It took me 50 minutes to compile this table manually from the Bill Status Report webpage. The table covers ten days of Legislative activity, so arguably it would take an average of five minutes to update this table after each Legislative day… but things get faster and furiouser in Pierre as the Session steams along, so days like Crossover Day (Tuesday, February 24!) when there are a lot more votes might require more time to update Senator Blanc’s roll call.

But that’s five minutes of work a day just to update an SB 108 page for one legislator. Multiply by 105 legislators, and you get 525 minutes—that’s 8 hours and 45 minutes. Conceivably, SB 108 would require someone in the LRC to spend an entire workday plus lunch recompiling, checking, and republishing data that already exists elsewhere on sdlegislature.gov. And that does not include the time it would to add hyperlinks to the bills, roll call votes, and minutes or journals.

Of course, LRC may have a really nice database storing all these votes. Creating and updating 105 legislator vote compilation webpages may require no additional daily manual labor. LRC staff may simply need to create one additional SQL script at the start of Session that would select all bills, votes, motions, chambers, and dates by legislator (and getting to write and run that script and generally administer the LRC database would be one of the best ten jobs in South Dakota!). Then LRC punches in the votes as they already do to create the Session Vote pages, press a button, and pow! Blanc’s and Karr’s and Larson’s and everyone else’s votes are neatly published under tabs on their legislator profiles.

Manually or by SQL magic, what do we get for our SB 108 effort? What do the 88 entries on Blanc’s table above tell you about the District 35 Senator’s performance during the first quarter of the 2026 Session? He hasn’t missed any votes, so yay, Pastor Greg, for not getting sick or stuck in a ditch. But if all SB 108 seeks is an attendance record, LRC could present that information much more concisely and usefully in a single table for all legislators, showing the number of dates absent and the number of votes missed, plus averages to allow easy comparisons.

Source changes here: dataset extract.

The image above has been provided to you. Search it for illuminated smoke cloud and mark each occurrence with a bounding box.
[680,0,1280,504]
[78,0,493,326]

And do we really need a law to get legislator attendance records, or could we just ask the Executive Board to send LRC Director John McCullough a note requesting an attendance report?

Our SB 108 table shows Senator Blanc has voted yea 86% of the time… but a couple of those yeas were on motions to kill bills in committee (defer to the 41st day), and another yea was just to reconsider a bill, which by itself is not a vote for or against a bill. Sometimes a yea is not really a yea.

And yeas and nays don’t matter outside of their context.Yea or Nay, is Senator Blanc just voting along with his party leaders all the time? Does he ever vote with the Democrats? Does he consistently vote for property rights but against voter rights? Is he voting to decrease or increase taxes? How often does he vote to protect initiative and referendum from Legislative sabotage? Such questions get to what really matters about voting records, and the SB 108 tables won’t answer such questions. We’ll still have to click on the bills and roll calls (hyperlinks—crucial!) to get the context we need to make sense of the voting record. We can make that same effort now, with LRC’s existing webpages, without mandating more work from the LRC.

Senate Bill 108 may inform some trivial pursuits (and I do love Legislative trivia!), but creating separate Session-spanning vote lists for each legislator would fill 105 new LRC webpages with lengthy tables that wouldn’t make it any easier to really understand each legislator’s politics and performance.

p.s.: Hey, Pastor Greg! If you really want to help the public deeply analyze how you and your colleagues vote, just ask LRC to grant public read-only access to a copy of their database of bills, legislators, and votes. Oh, the queries I could run!